No que respeita às escolas públicas, conheço
muitas situações de grande dificuldade ou mesmo impossibilidade de matrícula de
uma criança em diferentes escolas da mesma zona, situação que as mudanças
actuais, concentração de alunos em agrupamentos e mega-agrupamentos, estão a
agravar e que muitas famílias sentem.
Por outro lado, no que respeita ao cheque-ensino
e à liberdade de escolha dos pais, as experiências de vários países,
sempre referidas, assentam genericamente num princípio que quando se fala entre
nós desta hipótese é sempre esquecido e que também não consta dos princípios
hoje enunciados por Nuno Crato, isto é, a obrigatoriedade (a questão central)
de aceitar qualquer criança. A proposta agora conhecida creio que também não
contempla, evidentemente, esta obrigatoriedade, talvez a proposta já não
fosse tão bem acolhida pela generalidade dos estabelecimentos de ensino.
Acresce que os estudos sobre os efeitos deste tipo de modalidades não são
conclusivos, longe disso, como há algum tempo um trabalho divulgado no
Público sublinhava.
Na verdade, como todos sabemos, sem um carácter
de obrigatoriedade muitas instituições de ensino privado não receberão nunca
alguns alunos, independentemente de poderem ser financiados de formas
diferenciadas.
Não é uma questão económica, é uma questão de
defender a instituição de situações de risco que lhe comprometam a imagem de
excelência ou a posição nos rankings, sejam os dos resultados escolares sejam
os do "capital social" que detêm. A cultura mais generalizada entende
os estabelecimentos de ensino privado como exclusivos e muitos deles são
profundamente selectivos na população que acolhem, aliás muitos pais
"compram", por assim dizer, essa exclusividade.
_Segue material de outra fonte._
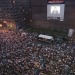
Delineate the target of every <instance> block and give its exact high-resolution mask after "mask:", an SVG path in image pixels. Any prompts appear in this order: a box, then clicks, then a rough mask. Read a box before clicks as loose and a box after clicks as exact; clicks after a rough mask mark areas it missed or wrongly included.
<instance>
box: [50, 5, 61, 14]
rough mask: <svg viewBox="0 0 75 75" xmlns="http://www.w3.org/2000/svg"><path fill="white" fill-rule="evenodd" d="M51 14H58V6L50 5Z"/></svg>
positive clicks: (59, 12)
mask: <svg viewBox="0 0 75 75" xmlns="http://www.w3.org/2000/svg"><path fill="white" fill-rule="evenodd" d="M50 12H51V14H60V6H51V10H50Z"/></svg>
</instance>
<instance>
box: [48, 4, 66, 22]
mask: <svg viewBox="0 0 75 75" xmlns="http://www.w3.org/2000/svg"><path fill="white" fill-rule="evenodd" d="M64 7H65V4H48V5H47V20H50V19H58V18H59V20H60V21H63V20H64Z"/></svg>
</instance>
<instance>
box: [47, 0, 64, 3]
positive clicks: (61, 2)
mask: <svg viewBox="0 0 75 75" xmlns="http://www.w3.org/2000/svg"><path fill="white" fill-rule="evenodd" d="M63 2H64V0H48V3H63Z"/></svg>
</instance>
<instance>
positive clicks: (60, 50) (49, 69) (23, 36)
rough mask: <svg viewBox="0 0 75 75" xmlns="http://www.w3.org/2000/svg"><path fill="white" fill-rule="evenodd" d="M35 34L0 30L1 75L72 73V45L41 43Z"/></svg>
mask: <svg viewBox="0 0 75 75" xmlns="http://www.w3.org/2000/svg"><path fill="white" fill-rule="evenodd" d="M36 36H37V34H36V33H27V32H19V31H7V32H0V75H75V44H74V43H65V42H64V43H62V44H59V43H54V44H47V43H45V44H43V43H41V42H39V41H38V40H37V38H36Z"/></svg>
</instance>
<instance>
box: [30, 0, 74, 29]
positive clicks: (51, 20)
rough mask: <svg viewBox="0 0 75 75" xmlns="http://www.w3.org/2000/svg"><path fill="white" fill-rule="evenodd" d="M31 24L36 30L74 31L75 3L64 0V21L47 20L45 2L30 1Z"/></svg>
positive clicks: (39, 1) (56, 20)
mask: <svg viewBox="0 0 75 75" xmlns="http://www.w3.org/2000/svg"><path fill="white" fill-rule="evenodd" d="M31 1H32V2H31V7H32V22H33V26H34V27H36V28H39V27H40V28H44V29H58V30H68V29H69V28H73V29H75V10H74V8H75V1H73V2H69V1H71V0H69V1H68V0H66V2H65V14H64V15H65V16H64V21H57V20H49V21H48V20H47V0H40V1H39V0H31Z"/></svg>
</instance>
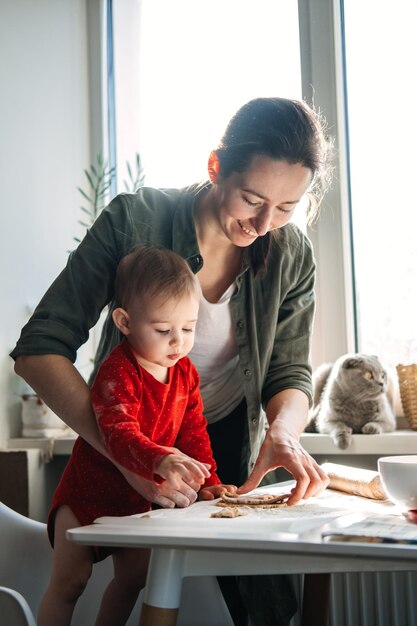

Por outro lado e curiosamente, aos
estabelecimentos de ensino privado é concedido um nível de autonomia pedagógica
e curricular superior à escola pública que não pode ser apenas justificado por
serem privados, pois a autonomia é uma ferramenta de desenvolvimento da
qualidade, também na escola pública.
Insisto de há muito que a melhor forma de proteger
a liberdade de educação é uma fortíssima cultura de qualidade, autonomia e
exigência na escola pública e uma acção social escolar eficaz e oportuna. Assim
teremos mais facilmente boas escolas, públicas ou privadas.
No entanto, cada vez é mais claro que este não é
o entendimento de quem actualmente gere os destinos da educação em Portugal.
É uma questão de agenda, evidentemente.